You also need to engage in ongoing self-audits. It is not enough just to do that initial risk analysis exercise; rather, you
must, at some reasonable interval -- possibly annually, semiannually, biannually, depending on what is right for your practice
-- engage in the process of self-assessment and self-audit, to make sure that you are continuing to protect that information
in the best way possible. This is particularly true when you acquire new technology for your practice or, for example, when
you move your practice.
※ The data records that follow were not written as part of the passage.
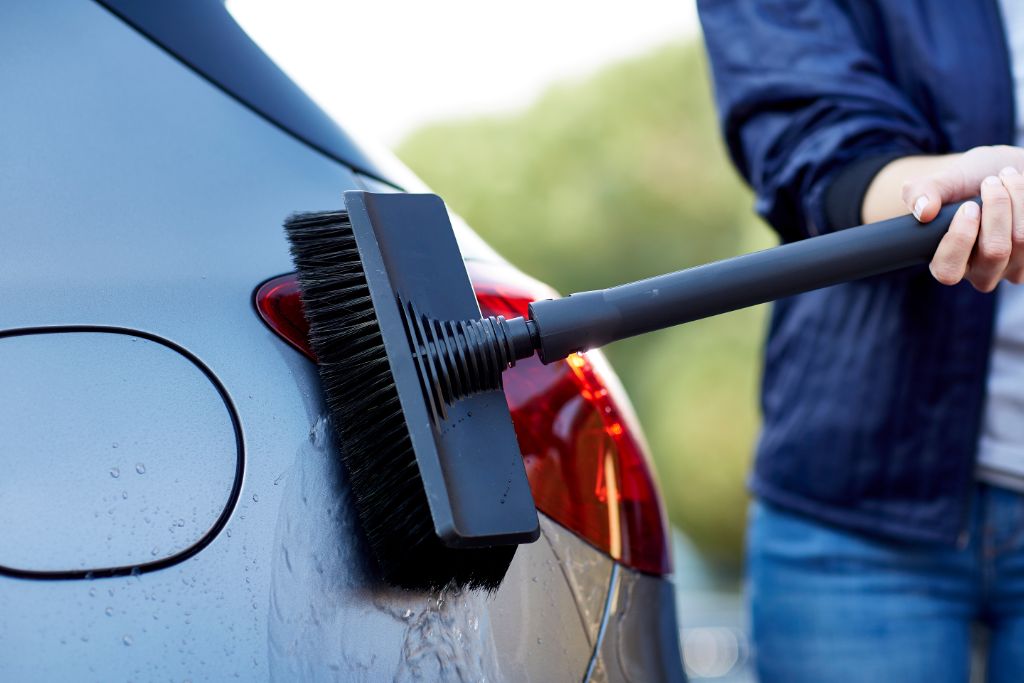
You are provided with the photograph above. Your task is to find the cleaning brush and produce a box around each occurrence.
[285,191,956,590]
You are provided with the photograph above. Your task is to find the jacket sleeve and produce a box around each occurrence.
[697,0,940,241]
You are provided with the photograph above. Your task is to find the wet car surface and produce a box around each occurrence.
[0,0,682,681]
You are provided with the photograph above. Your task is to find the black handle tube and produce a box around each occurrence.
[529,204,959,362]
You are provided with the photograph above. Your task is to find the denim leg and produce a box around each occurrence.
[979,488,1024,683]
[748,503,979,683]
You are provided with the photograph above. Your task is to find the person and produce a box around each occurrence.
[697,0,1024,683]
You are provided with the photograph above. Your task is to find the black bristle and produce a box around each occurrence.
[285,211,515,591]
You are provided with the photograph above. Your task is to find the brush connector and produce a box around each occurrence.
[398,298,536,423]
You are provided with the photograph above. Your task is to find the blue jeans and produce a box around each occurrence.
[748,484,1024,683]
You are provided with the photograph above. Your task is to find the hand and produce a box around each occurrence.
[901,146,1024,292]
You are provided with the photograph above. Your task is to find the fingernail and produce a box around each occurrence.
[913,195,928,220]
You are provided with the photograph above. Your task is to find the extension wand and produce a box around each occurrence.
[286,191,957,590]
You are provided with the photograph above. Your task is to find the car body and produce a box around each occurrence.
[0,0,683,681]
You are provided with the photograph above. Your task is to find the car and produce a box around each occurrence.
[0,0,684,681]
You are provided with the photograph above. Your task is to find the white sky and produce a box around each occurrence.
[228,0,697,146]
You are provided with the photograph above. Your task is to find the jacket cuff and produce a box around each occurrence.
[823,152,907,230]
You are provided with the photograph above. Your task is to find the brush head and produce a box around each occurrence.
[286,193,539,590]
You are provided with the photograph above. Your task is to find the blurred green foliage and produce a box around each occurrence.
[397,41,772,569]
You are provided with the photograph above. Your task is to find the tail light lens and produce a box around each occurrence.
[256,262,672,574]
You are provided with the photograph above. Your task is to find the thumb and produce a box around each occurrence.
[902,168,967,223]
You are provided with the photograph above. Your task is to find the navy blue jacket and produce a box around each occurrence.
[698,0,1015,543]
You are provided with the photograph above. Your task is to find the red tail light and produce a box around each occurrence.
[256,262,672,574]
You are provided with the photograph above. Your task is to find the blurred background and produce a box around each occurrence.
[228,0,774,681]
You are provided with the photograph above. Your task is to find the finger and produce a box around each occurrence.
[968,175,1014,292]
[901,165,974,223]
[929,202,981,285]
[999,166,1024,285]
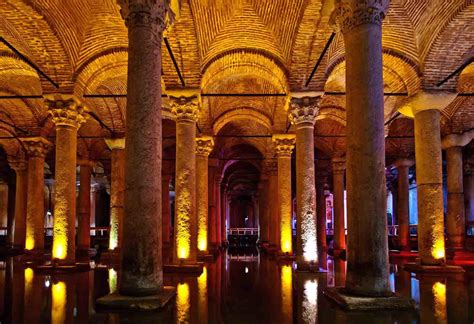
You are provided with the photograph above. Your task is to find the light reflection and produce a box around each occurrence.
[176,282,191,323]
[51,281,67,324]
[302,279,318,323]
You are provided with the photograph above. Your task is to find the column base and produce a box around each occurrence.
[96,286,176,311]
[163,262,204,275]
[323,288,415,311]
[403,263,465,274]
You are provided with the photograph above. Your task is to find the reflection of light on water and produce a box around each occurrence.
[198,267,207,323]
[51,281,67,324]
[176,283,190,323]
[432,282,447,323]
[109,268,117,294]
[281,265,293,318]
[302,279,318,323]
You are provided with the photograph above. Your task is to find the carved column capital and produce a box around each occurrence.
[170,96,200,123]
[196,136,214,158]
[45,94,86,128]
[21,137,53,158]
[272,134,295,157]
[331,0,390,33]
[288,96,321,128]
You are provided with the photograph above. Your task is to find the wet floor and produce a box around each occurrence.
[0,254,474,324]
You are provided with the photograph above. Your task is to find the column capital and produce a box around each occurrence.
[398,90,457,117]
[393,158,415,169]
[20,137,53,158]
[104,137,125,150]
[117,0,170,32]
[288,93,321,128]
[168,93,200,123]
[272,134,296,157]
[196,136,214,158]
[441,130,474,150]
[330,0,390,33]
[44,94,87,128]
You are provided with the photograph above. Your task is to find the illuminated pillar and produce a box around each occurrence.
[316,172,327,251]
[105,138,125,250]
[333,0,391,296]
[161,175,171,244]
[9,159,28,248]
[196,136,214,254]
[22,137,52,253]
[332,158,346,252]
[289,93,320,271]
[45,95,85,265]
[77,160,94,252]
[272,134,295,254]
[170,95,199,264]
[393,159,414,251]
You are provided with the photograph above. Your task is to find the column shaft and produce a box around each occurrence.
[415,109,445,265]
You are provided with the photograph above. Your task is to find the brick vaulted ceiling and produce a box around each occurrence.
[0,0,474,170]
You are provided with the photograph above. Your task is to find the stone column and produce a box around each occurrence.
[316,172,327,251]
[114,0,166,298]
[196,136,214,254]
[272,134,295,254]
[332,0,391,296]
[161,175,171,245]
[332,158,346,253]
[170,94,199,264]
[77,160,94,255]
[393,159,414,251]
[105,138,125,251]
[289,93,320,271]
[21,137,52,253]
[45,94,85,265]
[9,159,28,248]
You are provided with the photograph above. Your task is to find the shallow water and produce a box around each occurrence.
[0,255,474,324]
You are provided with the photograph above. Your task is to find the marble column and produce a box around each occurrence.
[333,0,391,297]
[77,160,94,252]
[272,134,295,255]
[332,158,346,253]
[9,159,28,248]
[289,93,321,271]
[119,0,167,296]
[196,136,214,254]
[161,174,172,245]
[393,159,414,251]
[45,94,86,265]
[169,94,199,264]
[105,138,125,251]
[316,172,327,251]
[21,137,52,253]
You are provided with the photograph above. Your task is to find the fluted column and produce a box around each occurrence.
[196,136,214,254]
[21,137,52,252]
[77,160,94,251]
[393,159,414,251]
[332,158,346,251]
[105,138,125,250]
[8,159,28,248]
[119,0,166,296]
[289,94,320,271]
[332,0,390,296]
[272,134,295,254]
[45,95,86,265]
[171,95,199,264]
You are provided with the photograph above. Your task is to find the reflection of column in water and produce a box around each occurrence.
[176,282,191,323]
[51,281,67,324]
[280,265,293,323]
[446,274,468,323]
[420,276,447,324]
[198,267,208,323]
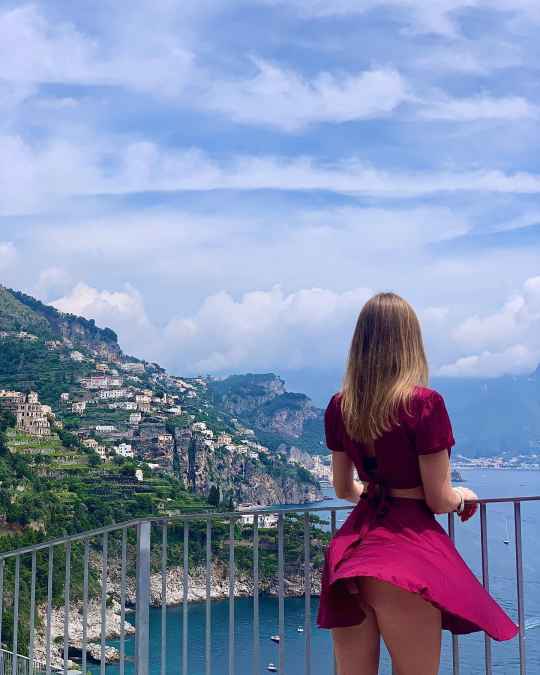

When you have identified new risks in this process, you need to address those risks in a timely manner
to make sure that your technology and business operations are properly updated.
-

Slide 15.

-
Let me wrap up with a few important thoughts. First, compliance with the HIPAA Security Rule is more than just binders up
on a shelf. It is really meant to be an active, ongoing, thoughtful, intentional process of risk analysis, risk management,
and routine reviews. These are the cornerstones of an effective compliance program and your best defense in safeguarding your
patients' information.
There is more helpful information about this on our website, and we ask you to visit Office for Civil Rights. We will have additional guidelines, tips, and pointers and links to wonderful sources of information on how to comply with
the common sense Security Rule.
-

Slide 16.

This transcript has been edited for style and clarity.